No norte do Tocantins, em Darcinópolis, as chuvas também preocupam os agricultores. Somente em fevereiro, o volume acumulado de chuvas na região ficou próximo de 450 mm. E a colheita da soja está próxima de 20% a 30% na localidade.

“Estamos com dois dias de sol na região, então os produtores têm aproveitado para colher a soja, especialmente, nas áreas com risco de perdas. Mas a apreensão é com as previsões que mostram a continuidade das chuvas”, ressalta Marcílio Fernandes Marangoni, engenheiro agrônomo da região.

Em março, o volume acumulado de chuvas gira em torno de 150 mm a 190 mm. “Se tivermos chuvas tão volumosas quanto no mês de fevereiro, com certeza, teremos perdas nas lavouras de soja”, completa Marangoni.

Mapas do Inmet trazem volumes bastante elevado de chuvas para a região entre 16 e 26 de março, com os números mais altos podendo ser registrados no dia 26, variando de 20 a 50 mm só neste dia. O período todo, porém, indica a chegada de chuvas fortes.

Tempo seco no RS

No mesmo período, o tempo deverá permanecer seco no Rio Grande do Sul, onde em algumas localidades a safra de soja já sente os efeitos da seca. As precipitações ficam ainda mais restritas a partir da próxima quarta-feira (21), ainda como explica Morgana em entrevista ao Notícias Agrícolas na sexta-feira (16).

Esse tempo mais cedo chega após um período mais chuvoso no estado gaúcho e, como explica a especialista, deverá durar cerca de uma semana. Nos últimos cinco dias, foi possível perceber uma mudança significativa no padrão climático da Região Sul, já que o sul do Rio Grande do Sul recebeu volumes significativos.

“A partir dos dias 26 e 27 é que uma frente fria deve se organizar e se deslocar. A ideia é que a última semana do mês de março deve ser mais chuvosa no Rio Grande do Sul”, diz a chefe do Centro de Análise e Previsão do Tempo do Inmet.

Chuvas se intensificam a partir da próxima quinta-feira (22) no Centro Norte do país e podem atrapalhar colheita no Matopiba

Na sequência, veja também a entrevista da especialista do CropView, Cristina Queiroz, com análises mostrando os efeitos das chuvas excessivas sobre a soja do Piauí e do Oeste da Bahia, na reta final, e do menor potencial produtivo esperado pelo milho safrinha de Goiás em função da tendência menores volumes de chuvas para o próximo trimestre.

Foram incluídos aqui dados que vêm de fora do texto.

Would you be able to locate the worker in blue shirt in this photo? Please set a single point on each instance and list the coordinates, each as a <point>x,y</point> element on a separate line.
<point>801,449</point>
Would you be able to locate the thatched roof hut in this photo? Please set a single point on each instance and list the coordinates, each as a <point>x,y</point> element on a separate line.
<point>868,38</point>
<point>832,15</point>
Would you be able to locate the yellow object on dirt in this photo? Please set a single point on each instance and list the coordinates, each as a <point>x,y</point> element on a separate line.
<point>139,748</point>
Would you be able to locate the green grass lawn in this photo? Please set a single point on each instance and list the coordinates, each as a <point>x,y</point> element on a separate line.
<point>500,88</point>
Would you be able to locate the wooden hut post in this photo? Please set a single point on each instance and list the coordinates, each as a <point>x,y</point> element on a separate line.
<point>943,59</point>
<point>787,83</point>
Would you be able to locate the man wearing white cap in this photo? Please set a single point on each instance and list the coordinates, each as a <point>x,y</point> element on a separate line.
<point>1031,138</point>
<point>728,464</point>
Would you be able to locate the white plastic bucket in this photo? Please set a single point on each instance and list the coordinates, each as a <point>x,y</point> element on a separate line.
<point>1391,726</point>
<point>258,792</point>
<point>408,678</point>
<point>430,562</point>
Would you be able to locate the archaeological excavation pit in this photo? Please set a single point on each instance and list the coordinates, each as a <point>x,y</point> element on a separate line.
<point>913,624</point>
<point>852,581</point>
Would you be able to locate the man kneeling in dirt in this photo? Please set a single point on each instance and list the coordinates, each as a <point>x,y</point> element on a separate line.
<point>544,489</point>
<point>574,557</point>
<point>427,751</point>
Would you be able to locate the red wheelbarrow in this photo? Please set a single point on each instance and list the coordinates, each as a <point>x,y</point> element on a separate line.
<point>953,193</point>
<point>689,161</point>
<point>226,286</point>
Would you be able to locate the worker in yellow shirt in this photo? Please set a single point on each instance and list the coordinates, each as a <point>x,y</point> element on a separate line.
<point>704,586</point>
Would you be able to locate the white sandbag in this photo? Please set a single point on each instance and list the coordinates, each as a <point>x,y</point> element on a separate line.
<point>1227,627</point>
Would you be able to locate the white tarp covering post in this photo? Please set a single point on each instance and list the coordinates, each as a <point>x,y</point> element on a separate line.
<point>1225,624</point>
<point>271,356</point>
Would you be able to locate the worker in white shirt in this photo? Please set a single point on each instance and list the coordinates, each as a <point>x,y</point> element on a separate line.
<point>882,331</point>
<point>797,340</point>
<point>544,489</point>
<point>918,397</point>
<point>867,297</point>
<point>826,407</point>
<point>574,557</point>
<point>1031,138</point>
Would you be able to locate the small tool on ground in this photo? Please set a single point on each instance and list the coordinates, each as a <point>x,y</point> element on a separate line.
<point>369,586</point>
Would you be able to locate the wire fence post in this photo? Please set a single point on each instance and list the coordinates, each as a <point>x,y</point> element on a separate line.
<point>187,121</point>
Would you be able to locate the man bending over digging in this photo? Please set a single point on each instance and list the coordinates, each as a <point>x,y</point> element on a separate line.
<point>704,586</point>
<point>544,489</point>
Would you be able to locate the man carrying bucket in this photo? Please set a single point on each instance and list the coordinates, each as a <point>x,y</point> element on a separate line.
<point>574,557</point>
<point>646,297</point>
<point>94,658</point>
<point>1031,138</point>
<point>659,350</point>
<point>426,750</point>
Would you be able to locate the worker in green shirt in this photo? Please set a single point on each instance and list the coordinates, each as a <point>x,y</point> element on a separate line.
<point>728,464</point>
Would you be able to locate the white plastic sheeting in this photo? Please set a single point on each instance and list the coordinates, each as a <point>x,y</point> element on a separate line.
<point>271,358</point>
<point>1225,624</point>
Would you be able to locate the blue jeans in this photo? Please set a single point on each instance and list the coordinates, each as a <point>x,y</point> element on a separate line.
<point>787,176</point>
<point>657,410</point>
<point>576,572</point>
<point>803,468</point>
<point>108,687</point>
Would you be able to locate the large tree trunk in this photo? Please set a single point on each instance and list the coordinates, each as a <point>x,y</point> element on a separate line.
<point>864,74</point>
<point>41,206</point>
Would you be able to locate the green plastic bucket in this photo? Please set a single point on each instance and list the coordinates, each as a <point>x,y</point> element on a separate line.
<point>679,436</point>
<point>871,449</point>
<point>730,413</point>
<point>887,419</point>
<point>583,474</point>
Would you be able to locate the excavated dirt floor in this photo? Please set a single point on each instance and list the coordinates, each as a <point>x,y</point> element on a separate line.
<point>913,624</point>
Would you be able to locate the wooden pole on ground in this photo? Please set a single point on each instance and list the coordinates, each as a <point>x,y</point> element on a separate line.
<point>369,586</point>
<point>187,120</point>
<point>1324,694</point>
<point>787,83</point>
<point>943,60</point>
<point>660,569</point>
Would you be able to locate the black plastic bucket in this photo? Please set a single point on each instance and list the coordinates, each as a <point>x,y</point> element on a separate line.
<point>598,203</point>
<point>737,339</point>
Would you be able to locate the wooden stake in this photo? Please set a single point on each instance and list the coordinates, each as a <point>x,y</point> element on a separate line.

Excesso de chuva penaliza reta final da produção de soja no sul do Piauí e oeste da Bahia

Centro-Oeste, Minas e o café

Na região Centro-Oeste e no estado de Minas Gerais, as chuvas também deverão se mostrar mais contínuas, como o restante da região Central do Brasil, ao contrário desta última semana, quando as precipitações foram mais localizadas. A tendência, portanto, é de que se generalizem e, em Minas, preocupam os cafeicultores pois poderiam promover uma derrubada dos grãos.